Kampanię Mariusza Błaszczaka wsparł tyko senior z Poznania, kwotą 150 zł.
Na kampanię Zbigniewa Ziobro wpłacił... on sam (35 tys. zł) i jego żona – Patrycja Kotecka-Ziobro (10 tys. zł). Kampanię Henryka Kowalczyka i Michała Wójcika wsparły tylko ich żony.
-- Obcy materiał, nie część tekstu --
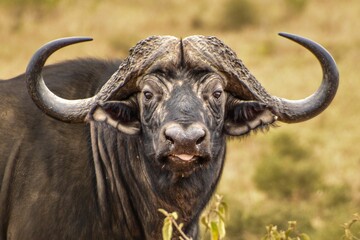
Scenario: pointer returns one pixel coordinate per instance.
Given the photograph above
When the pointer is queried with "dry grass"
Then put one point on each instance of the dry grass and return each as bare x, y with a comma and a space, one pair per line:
284, 69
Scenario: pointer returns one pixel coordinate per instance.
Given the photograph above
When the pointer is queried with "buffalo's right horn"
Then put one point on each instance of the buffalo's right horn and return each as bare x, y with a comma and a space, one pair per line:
53, 105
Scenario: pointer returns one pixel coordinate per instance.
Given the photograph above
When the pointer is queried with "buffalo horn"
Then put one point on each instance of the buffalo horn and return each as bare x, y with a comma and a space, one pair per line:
292, 111
62, 109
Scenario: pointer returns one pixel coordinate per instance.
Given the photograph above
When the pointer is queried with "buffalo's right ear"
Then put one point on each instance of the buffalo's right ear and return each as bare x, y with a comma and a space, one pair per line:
121, 115
242, 117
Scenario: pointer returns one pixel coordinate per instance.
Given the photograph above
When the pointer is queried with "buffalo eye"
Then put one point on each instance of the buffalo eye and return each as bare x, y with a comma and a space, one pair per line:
217, 94
148, 95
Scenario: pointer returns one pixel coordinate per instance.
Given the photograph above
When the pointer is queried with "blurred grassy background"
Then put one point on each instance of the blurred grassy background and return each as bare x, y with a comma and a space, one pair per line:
307, 172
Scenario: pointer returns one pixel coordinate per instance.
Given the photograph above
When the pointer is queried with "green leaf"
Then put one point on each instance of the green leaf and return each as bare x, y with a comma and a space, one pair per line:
304, 236
214, 231
167, 229
221, 228
163, 212
205, 222
175, 215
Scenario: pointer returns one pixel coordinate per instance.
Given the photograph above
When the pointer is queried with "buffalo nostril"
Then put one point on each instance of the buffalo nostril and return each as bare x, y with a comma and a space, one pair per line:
168, 138
200, 140
174, 134
197, 134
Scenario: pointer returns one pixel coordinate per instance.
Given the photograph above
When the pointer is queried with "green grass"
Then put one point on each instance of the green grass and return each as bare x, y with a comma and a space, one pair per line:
284, 68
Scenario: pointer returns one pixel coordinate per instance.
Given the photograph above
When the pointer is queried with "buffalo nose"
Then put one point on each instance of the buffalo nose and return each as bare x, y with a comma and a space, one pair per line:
181, 137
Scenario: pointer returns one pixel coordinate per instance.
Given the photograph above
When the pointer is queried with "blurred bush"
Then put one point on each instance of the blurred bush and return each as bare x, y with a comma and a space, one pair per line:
237, 14
288, 170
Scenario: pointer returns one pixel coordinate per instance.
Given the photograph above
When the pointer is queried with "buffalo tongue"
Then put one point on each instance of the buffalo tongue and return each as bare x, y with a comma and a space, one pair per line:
185, 157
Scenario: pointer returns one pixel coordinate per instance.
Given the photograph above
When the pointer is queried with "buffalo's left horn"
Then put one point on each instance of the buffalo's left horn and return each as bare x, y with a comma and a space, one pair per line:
53, 105
292, 111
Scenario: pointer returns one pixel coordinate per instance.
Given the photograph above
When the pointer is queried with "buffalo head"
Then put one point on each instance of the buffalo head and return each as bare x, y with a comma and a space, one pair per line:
180, 98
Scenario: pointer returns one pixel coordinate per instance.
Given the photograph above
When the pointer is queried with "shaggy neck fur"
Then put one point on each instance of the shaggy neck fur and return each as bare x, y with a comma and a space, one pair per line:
131, 188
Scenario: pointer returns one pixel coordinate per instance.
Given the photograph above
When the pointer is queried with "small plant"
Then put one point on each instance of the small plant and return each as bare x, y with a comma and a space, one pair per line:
214, 219
169, 222
290, 234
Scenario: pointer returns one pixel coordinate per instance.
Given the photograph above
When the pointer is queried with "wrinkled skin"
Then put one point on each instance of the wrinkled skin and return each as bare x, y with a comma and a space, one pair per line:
177, 117
149, 134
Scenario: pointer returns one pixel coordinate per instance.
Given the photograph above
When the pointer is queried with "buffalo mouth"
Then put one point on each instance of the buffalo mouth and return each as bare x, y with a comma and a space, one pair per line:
184, 163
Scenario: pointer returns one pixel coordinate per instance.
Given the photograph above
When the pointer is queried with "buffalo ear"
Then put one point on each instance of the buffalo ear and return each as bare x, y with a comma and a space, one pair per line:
121, 115
242, 117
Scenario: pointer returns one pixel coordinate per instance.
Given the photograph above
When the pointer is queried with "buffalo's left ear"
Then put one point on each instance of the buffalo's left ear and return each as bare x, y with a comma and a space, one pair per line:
244, 116
121, 115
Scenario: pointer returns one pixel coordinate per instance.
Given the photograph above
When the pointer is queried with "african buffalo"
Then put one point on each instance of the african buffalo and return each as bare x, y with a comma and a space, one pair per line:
114, 141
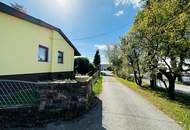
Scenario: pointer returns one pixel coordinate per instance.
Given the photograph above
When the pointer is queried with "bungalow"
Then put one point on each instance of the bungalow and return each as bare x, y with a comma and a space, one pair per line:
31, 49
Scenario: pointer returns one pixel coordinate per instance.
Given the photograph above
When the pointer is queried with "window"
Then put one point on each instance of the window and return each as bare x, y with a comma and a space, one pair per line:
60, 57
42, 54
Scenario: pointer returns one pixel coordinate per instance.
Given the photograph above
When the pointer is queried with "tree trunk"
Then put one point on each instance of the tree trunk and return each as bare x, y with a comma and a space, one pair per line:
171, 89
153, 83
179, 78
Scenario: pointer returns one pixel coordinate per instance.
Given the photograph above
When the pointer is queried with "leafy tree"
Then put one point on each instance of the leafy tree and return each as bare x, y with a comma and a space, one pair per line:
18, 7
132, 56
162, 27
97, 59
115, 58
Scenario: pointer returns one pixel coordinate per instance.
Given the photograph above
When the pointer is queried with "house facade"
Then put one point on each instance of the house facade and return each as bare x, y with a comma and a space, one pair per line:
31, 49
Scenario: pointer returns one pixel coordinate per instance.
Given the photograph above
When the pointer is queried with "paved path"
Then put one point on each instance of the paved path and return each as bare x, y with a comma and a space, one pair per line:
119, 108
123, 109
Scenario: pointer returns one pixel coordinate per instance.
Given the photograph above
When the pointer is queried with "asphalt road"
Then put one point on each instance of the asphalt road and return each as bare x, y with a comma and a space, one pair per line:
119, 108
123, 109
178, 87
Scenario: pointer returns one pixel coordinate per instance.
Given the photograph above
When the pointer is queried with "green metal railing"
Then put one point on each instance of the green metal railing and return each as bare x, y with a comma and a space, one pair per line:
14, 94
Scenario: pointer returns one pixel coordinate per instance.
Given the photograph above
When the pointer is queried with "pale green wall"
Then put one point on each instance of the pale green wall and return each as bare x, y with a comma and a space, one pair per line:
19, 42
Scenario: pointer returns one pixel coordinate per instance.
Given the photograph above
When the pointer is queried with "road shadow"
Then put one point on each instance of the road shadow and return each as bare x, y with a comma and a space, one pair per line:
92, 120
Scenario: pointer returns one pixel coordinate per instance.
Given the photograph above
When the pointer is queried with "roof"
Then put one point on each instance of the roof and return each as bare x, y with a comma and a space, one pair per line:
11, 11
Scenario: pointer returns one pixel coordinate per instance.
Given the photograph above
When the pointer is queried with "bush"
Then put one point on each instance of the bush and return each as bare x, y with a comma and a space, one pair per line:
110, 68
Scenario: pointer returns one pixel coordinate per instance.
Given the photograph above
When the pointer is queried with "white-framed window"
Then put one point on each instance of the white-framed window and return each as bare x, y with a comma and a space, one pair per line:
43, 53
60, 57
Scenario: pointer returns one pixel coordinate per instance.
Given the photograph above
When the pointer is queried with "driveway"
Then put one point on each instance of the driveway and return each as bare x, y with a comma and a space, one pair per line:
119, 108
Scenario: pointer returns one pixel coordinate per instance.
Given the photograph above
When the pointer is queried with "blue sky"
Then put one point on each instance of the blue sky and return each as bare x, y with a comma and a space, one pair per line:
89, 24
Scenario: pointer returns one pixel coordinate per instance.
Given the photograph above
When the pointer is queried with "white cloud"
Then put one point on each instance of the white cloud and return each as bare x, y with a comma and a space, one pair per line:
119, 13
101, 47
135, 3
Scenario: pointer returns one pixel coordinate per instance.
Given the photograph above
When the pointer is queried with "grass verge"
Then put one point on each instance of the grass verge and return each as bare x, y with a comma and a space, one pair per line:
179, 110
97, 87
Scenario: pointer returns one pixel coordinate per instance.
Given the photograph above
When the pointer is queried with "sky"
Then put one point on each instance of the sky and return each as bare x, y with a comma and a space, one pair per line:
89, 24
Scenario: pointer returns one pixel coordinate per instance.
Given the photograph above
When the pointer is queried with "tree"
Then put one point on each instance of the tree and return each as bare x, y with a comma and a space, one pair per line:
115, 58
132, 56
18, 7
97, 59
162, 27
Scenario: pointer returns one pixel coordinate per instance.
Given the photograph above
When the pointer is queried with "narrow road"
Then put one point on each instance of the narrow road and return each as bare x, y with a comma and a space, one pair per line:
119, 108
123, 109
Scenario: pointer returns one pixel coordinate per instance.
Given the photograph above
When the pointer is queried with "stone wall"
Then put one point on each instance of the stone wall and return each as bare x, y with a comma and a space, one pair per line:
75, 97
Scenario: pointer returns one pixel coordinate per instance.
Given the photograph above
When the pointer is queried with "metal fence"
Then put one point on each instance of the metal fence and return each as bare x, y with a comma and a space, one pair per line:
15, 94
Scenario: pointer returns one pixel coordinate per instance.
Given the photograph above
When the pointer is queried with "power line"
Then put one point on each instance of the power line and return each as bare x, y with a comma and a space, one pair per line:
97, 35
100, 34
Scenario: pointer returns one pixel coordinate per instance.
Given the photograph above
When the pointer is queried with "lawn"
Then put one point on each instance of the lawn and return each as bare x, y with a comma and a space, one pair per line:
178, 110
97, 87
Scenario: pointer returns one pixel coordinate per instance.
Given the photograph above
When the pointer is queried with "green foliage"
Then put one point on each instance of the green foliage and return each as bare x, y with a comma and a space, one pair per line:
97, 59
161, 32
83, 66
18, 7
110, 68
97, 87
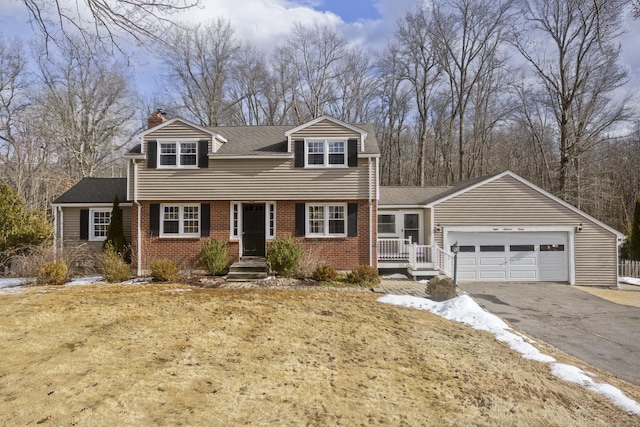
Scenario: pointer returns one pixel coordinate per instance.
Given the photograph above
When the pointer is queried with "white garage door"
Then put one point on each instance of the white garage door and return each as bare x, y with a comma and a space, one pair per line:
509, 256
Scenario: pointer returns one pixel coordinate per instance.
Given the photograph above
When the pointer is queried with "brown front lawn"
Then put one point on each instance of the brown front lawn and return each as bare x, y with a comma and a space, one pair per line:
180, 355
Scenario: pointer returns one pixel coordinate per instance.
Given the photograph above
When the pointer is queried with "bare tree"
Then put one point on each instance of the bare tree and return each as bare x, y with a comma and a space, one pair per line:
199, 62
419, 67
468, 35
571, 48
87, 109
65, 21
311, 60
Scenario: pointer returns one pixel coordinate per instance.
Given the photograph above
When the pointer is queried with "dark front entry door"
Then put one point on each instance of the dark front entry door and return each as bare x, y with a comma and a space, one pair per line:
253, 229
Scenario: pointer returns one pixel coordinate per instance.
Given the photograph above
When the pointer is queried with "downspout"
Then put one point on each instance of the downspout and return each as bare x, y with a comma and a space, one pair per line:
370, 217
139, 214
55, 233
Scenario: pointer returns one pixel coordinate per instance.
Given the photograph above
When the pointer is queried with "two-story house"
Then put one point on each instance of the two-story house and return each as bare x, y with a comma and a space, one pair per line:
317, 182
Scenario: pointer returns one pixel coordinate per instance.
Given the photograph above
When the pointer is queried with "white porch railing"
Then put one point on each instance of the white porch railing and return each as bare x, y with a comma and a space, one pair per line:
393, 249
417, 256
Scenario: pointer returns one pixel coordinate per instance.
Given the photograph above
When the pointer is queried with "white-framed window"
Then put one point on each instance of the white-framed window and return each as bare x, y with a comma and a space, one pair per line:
326, 153
99, 220
180, 220
235, 220
177, 154
271, 221
326, 220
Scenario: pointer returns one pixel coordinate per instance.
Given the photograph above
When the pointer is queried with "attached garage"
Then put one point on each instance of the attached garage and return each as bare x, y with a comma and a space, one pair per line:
512, 256
507, 230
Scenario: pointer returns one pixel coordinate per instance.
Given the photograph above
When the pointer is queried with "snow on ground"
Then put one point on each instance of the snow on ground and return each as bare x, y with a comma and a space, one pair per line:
630, 280
396, 276
465, 310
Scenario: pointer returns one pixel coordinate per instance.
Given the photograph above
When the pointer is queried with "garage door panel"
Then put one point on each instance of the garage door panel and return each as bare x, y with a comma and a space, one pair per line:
512, 256
523, 260
492, 274
493, 261
522, 275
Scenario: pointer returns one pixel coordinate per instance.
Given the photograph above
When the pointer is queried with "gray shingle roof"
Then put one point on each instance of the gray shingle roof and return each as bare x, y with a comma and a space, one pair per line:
424, 195
95, 190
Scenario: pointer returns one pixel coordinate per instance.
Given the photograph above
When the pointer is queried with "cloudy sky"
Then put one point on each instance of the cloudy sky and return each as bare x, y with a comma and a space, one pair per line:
263, 23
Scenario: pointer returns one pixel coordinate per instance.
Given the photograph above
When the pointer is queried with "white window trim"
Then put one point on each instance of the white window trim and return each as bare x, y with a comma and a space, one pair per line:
180, 233
326, 234
178, 143
270, 232
326, 142
92, 228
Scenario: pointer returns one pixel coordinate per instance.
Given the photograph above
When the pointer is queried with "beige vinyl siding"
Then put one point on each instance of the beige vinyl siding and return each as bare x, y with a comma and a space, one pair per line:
426, 215
254, 179
71, 227
508, 202
177, 130
325, 129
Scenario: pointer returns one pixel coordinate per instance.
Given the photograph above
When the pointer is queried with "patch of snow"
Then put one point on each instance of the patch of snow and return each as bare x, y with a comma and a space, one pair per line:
12, 282
396, 276
576, 375
465, 310
87, 280
630, 281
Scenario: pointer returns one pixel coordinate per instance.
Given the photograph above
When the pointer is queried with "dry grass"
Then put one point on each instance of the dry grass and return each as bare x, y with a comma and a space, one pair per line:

Hanna Kowalczyk wyłożyła na ten cel 30 tys. zł, a Agata Wójcik – ponad 28 tys. zł.
Darowizny "dedykowane" kampanii Mariusza Kamińskiego wpłacili jego syn Kacper Kamiński (było o nim głośno w 2018 r. gdy okazało się, że dostał pracę w Banku Światowym) oraz Wojciech Nachiło (w czasach PRL działacz opozycji, potem związany z Ligą Republikańską Kamińskiego, dziś znany przedsiębiorca z branży obuwniczej i odzieżowej). Pierwszy wpłacił 12 tys. zł, drugi 20 tys. zł.
Na kampanię kilku kolejnych członków rządu wpłacali tylko oni sami. Tak było w przypadku Grzegorza Pudy (wyłożył 30 tys. zł), Marleny Maląg (24,5 tys. zł) i Kamila Bortniczuka (15,4 tys. zł).
Na kampanię Włodzimierza Tomaszewskiego nie wpłynęła żadna darowizna.
UKŁAD ZAMKNIĘTY
Politycy PiS chcieliby, by kolejną kampanię tej partii w jeszcze większym stopniu finansowali ludzie, którzy zajmują intratne stanowiska w państwowych spółkach. A firm, których wspólnikiem jest państwo, i w których rządzą dziś nominaci PiS, są tysiące.
Ci, którzy zostali nominowani do zarządów i rad nadzorczych firm przez obecną władzę, teraz mają pomóc tej władzy w wygraniu kolejnych wyborów, by po wyborach mogli dalej pełnić funkcje w spółkach. To układ zamknięty.
Jak będzie wyglądała przyszłoroczna kampania, jeśli wszyscy nominaci partii rządzącej zaczną intensywniej wspierać ją finansowo?
- To wszystko układa się w taki smutny obrazek. Partia nadużywa władzy, żeby wepchnąć swoich ludzi na lukratywne stanowiska, a ci potem muszą się jej odwdzięczać. Jeśli ci nominaci czują, że muszę się rewanżować PiS, to znaczy, że bez pomocy partii na te posady by nigdy nie trafili - komentuje dla WP prof. Jarosław Flis, socjolog z UJ. - To wielka bezczelność, w dodatku potwierdzona w partyjnych uchwałach.